Prólogo.

Cada día la misma rutina.

Abrir los ojos, levantarse de la cama, ducharse, vestirse con el uniforme, revisar los útiles escolares y… limpiar el alfeizar de la ventana.

Casi siempre solo necesitaba sacudir el polvo, pero a veces esto no era suficiente. Porque Hiei había dejado fango.

La ventana era el medio que ambos amigos tenían para comunicarse entre sí, cuando no había nada especialmente importante que decir.

Un poco de tierra le decía a Kurama que el jaganshi había pasado una noche tranquila. El lodo le decía que se había entrenado en el claro de un bosque, o que había patrullado por ahí. Cuando encontraba sangre seca sabía que su amigo había encontrado algún rival medianamente fuerte, pero estaba tan sano como para pasarse unos minutos. La ausencia de alguna de estas cosas era motivo de preocupación, hasta que alguna volvía a aparecer.

El pelirrojo lo aceptaba, como una muestra del afecto del demonio, pues sabía que si este no lo tuviera en estima, nunca dejaría huellas. Además, a mitad de la noche, entre sueños, siempre sentía la calidez del youki ajeno que inundaba la habitación. Ya fuera primavera o invierno, él estaría cerca.

Hasta que entró al servicio con Mukuro. Después del torneo de unificación no hubo más rastros en su alfeizar.

Se mudó a un departamento, siempre atento al balcón de su alcoba. Lo limpiaba con esmero, a pesar de que Hiei se dejaba ver una vez cada cinco o seis años.

Te ves diferente. Le decía. Entonces Kurama le sonreía, resignado a que su amigo nunca lo saludaría como cualquier otra persona haría.

Te ves igual. Era la respuesta acostumbrada.

Esos esporádicos encuentros se convirtieron en la fuente de felicidad para el soltero Shuiichi Minamino. Su madre murió rogándole que encontrase una esposa y le diera nietos. La mujer nunca comprendió por qué su hijo se empeñaba en permanecer solo, sin nadie a quién amar. Nunca supo que la razón de la soledad autoimpuesta de su hijo era porque este sabía que Hiei no se le acercaría de nuevo si se casaba con una humana. Aunque este aceptaba y tenía amigos humanos, no toleraría crías humanas correteando cerca de ambos.

Después de la muerte de Shiori, Kurama se quedó completamente solo. Porque desde que su madre quedó reducida a cenizas, Hiei no regresó.

Al principio, el zorro no se preocupó. Sabía que las visitas eran muy espaciadas entre sí y no vió nada anormal en ello. Pero pasaron ocho, diez, quince años sin que el jaganshi se dejara ver.

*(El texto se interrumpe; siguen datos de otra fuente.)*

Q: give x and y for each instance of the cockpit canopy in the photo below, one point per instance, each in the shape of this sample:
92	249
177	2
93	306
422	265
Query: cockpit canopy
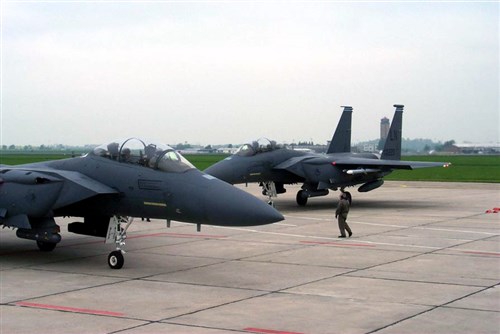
152	155
258	146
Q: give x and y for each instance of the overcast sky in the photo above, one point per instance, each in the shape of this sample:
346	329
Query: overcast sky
80	72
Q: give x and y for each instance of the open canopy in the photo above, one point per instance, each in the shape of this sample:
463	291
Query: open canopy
258	146
145	153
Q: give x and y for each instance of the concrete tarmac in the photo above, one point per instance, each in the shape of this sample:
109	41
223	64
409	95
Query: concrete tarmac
424	258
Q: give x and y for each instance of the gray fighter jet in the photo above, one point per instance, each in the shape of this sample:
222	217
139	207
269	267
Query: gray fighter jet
112	184
273	165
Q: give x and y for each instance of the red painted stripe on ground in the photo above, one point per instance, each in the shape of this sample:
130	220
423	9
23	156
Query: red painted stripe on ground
481	253
339	244
70	309
268	331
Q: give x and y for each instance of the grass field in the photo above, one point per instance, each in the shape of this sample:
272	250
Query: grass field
475	168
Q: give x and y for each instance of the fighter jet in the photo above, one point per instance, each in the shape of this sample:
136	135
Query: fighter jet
111	185
273	165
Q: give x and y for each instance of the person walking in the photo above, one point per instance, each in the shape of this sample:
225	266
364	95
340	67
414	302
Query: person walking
341	215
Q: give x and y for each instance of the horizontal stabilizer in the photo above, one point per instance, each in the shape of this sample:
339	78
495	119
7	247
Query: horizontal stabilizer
361	171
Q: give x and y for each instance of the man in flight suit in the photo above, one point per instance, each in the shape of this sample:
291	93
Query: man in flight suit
341	214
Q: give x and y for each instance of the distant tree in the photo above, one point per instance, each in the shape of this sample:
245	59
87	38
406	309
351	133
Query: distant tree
449	143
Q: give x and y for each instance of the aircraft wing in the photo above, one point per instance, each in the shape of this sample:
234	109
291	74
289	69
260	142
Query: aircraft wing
353	165
46	188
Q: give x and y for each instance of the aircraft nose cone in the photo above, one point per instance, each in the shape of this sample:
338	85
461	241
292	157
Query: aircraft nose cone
230	206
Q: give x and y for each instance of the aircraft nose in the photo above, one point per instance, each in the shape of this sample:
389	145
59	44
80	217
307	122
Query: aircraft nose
227	205
221	170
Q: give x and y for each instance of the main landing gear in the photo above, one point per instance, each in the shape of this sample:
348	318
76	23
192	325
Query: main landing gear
117	234
269	190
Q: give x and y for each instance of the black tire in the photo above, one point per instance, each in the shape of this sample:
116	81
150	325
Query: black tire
301	198
116	260
45	246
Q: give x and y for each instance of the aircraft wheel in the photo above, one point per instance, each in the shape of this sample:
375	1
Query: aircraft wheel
116	260
301	198
349	197
46	246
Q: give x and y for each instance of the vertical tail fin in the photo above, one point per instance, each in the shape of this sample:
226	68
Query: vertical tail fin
341	140
392	147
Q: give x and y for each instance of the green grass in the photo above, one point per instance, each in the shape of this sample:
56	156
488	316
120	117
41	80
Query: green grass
475	168
203	161
26	158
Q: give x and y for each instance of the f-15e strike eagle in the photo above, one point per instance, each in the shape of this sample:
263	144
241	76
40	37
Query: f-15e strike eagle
111	184
274	165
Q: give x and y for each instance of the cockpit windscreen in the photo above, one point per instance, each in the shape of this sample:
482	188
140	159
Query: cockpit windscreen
152	155
258	146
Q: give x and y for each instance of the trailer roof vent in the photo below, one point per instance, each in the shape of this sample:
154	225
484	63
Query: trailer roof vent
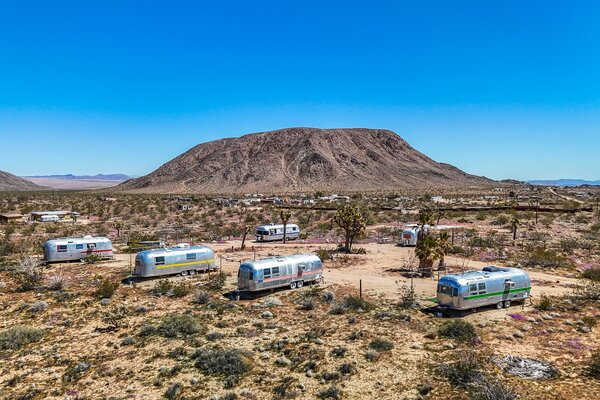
491	268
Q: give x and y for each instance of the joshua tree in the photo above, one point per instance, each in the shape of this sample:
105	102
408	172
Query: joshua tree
444	244
285	217
428	252
350	218
246	231
514	223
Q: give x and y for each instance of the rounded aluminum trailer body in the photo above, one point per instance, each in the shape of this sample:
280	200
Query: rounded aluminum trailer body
490	286
72	249
174	260
273	232
275	272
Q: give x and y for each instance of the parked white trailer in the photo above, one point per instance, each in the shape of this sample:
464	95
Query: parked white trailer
49	218
77	248
499	286
272	232
182	259
274	272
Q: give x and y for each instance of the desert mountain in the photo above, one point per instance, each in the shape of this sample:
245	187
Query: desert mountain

Yuusuke, Yukina, Koenma, Botan… nadie conocía su paradero. Incluso intentó contactar a Mukuro, pero esta permanecía en silencio. O bien desconocía lo que había sido de Hiei, o no quería que él lo supiese. Ambas cosas eran motivo de preocupación. Los años hacían mella en las fuerzas de Minamino; ya no era el jovencito seguro de sí mismo que podía ir y venir del Makai sin temor a ser asesinado por sus congéneres. Era un hombre maduro, cansado. Por eso tardó algunas décadas en tomar la desición.

El día en que se jubilaba, a los 60 años, cerró su departamento. Entregó las llaves a su hermanastro, encargándole que durante tres años lo cuidase, pues se iba de viaje por el mundo.

No le fue muy difícil obtener el permiso de Koenma. Lo complicado fue convencer al Youko de que aquello era una buena idea.

Mi forma humana morirá En cuanto ponga un pie fuera del mundo humano. Pensaba una y otra vez.

Pero eso no lo hizo cejar en su determinación.